Michele Di Branco, Il Messaggero 17/3/2014, 17 marzo 2014
LA SPESA TAGLI FINO A 1 MILIARDO PER LE 7 MILA SOCIETÀ PUBBLICHE
IL PIANO
ROMA Quella definita da Carlo Cottarelli una «situazione anomala nel contesto internazionale», il governo promette di normalizzarla entro fine primavera. I fari di mister spending review sono stati puntati sulle 7.340 società di cui risultano azionisti a vario titolo ministeri, enti locali, enti pubblici di previdenza e università. Un labirinto di 30 mila legami a partecipazione diretta e indiretta che costa allo Stato una perdita d’esercizio di 2,2 miliardi. Al premier Matteo Renzi l’uomo incaricato di realizzare una ricognizione sulla spesa pubblica italiana ha suggerito di intervenire energicamente con tagli, accorpamenti e soppressioni. Ma anche con un aumento delle tariffe da parte delle utilities che funzionano.
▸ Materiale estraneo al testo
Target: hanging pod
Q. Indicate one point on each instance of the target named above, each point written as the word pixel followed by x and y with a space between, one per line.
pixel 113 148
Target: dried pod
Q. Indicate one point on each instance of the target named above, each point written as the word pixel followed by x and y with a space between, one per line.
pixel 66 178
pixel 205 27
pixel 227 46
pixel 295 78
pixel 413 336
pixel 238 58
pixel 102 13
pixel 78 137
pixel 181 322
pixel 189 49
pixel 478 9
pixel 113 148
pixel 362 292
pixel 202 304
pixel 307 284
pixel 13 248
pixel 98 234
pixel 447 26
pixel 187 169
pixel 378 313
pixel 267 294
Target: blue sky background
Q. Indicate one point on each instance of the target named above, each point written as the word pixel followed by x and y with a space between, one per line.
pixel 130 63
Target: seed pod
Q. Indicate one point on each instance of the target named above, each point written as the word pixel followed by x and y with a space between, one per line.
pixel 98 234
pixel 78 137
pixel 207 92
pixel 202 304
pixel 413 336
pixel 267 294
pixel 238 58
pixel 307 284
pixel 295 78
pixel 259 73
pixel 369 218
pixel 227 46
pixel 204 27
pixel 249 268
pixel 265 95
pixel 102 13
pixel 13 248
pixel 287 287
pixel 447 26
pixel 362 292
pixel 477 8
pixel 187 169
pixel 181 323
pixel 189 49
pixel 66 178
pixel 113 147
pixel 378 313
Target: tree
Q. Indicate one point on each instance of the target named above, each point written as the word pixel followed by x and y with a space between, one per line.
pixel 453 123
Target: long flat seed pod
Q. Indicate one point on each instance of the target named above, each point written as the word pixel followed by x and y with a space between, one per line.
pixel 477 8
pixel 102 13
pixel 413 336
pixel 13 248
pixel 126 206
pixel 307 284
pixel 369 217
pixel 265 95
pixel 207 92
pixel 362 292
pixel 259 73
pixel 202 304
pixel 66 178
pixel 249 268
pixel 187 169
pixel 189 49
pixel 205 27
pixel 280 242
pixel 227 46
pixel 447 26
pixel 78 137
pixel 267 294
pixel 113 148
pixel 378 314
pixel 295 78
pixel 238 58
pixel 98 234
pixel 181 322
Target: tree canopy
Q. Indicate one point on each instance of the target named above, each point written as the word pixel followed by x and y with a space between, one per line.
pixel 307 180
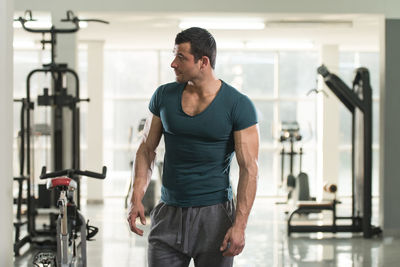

Il dossier è a Palazzo Chigi e il tempo delle scelte è prossimo. Bisognerà decidere dove e come intervenire e sarà la politica a doverlo fare: i tecnici hanno ormai già indicato la strada. Prefigurando, per il 2014, risparmi compresi tra 800 milioni e 1 miliardo di euro. È questa la cifra della quale si parla al ministero del Tesoro dove la dieta cui verrà sottoposta la galassia delle società partecipate dallo Stato è considerata il secondo capitolo, per importanza, dell’operazione spending review. Al primo ci sono i risparmi per l’acquisto di beni e servizi (partita affidata alla Consip) e tra le altre voci di maggior spicco ci sono i 500 milioni che dovrebbero derivare dai tagli alle retribuzioni dei dirigenti della Pa.
I NUMERI
In Via XX Settembre indicano in 4 miliardi la dote complessiva dei risparmi raggiungibili per quest’anno. Sotto questa cifra, si fa notare, le coperture per i tagli alle tasse promessi da Renzi sarebbero a rischio. Dunque bisogna fare presto. La road map prevede che gli interventi verranno indicati nel Def che sarà presentato al Parlamento a inizio aprile. Ed entro giugno l’operazione entrerà nel vivo con i decreti attuativi. Nel mirino finiranno soprattutto le aziende in perdita, quelle giudicate inutili e le società le cui funzioni si sovrappongono a quelle di altre. C’è solo l’imbarazzo della scelta. I dati mostrano che oltre la metà degli organismi non sembra svolgere attività di interesse generale, pur assorbendo il 50% degli oneri sostenuti per le partecipate: circa 11 miliardi di euro. «In generale – osserva Confindustria in una recente indagine – considerando anche gli organismi che producono servizi di interesse generale, oltre un terzo delle partecipate ha registrato perdite nel 2012, e ciò ha comportato per la Pa un onere stimabile in circa 4 miliardi. Il 7% degli organismi partecipati ha registrato perdite consecutive negli ultimi tre anni».
I BILANCI
Nel concreto, si parla di mettere a dieta l’Aci, che ha partecipazioni in 16 società. E infatti l’azienda ha già annunciato di volersi disfare di tre quote. E attirano attenzione i casi di Sogin, Sose, Enav e Invitalia. Tuttavia i veri risparmi, si fa notare dal ministero del Tesoro, si potranno realizzare solo bonificando le società a partecipazione locale già censurate dalla Corte dei conti. Secondo i magistrati contabili, infatti, «la costituzione in società da parte degli enti locali è spesso utilizzata quale strumento per forzare le regole della concorrenza e per eludere i vincoli di finanza pubblica». Sotto accusa, da parte dei togati, i 24 mila membri dei Cda delle aziende municipalizzate. Per pagarli vengono sborsati in media 62 mila euro l’anno a testa. «Le partecipate sono il vero cancro degli enti locali – questo il duro affondo della Corte dei conti – e si tratta di un passato di cui non ci si riesce a liberare, con incarichi e consulenze dai compensi fuori mercato che non hanno prodotto niente». Una dura requisitoria. Comprensibile alla luce del fatto che solo il 50% delle aziende, sulla base dei bilanci del 2012, ha chiuso in attivo distribuendo utili. Ancora Confindustria indica in Lazio (9,5 miliardi di euro), Lombardia (5,5) e Veneto (1,1) le regioni dove gli oneri pesano di più sulle spalle dei contribuenti. Mentre è quello dei trasporti il settore delle perdite record. Ma bisogna considerare che la sola Atac pesa per il 28,6 per cento del totale del passivo nazionale.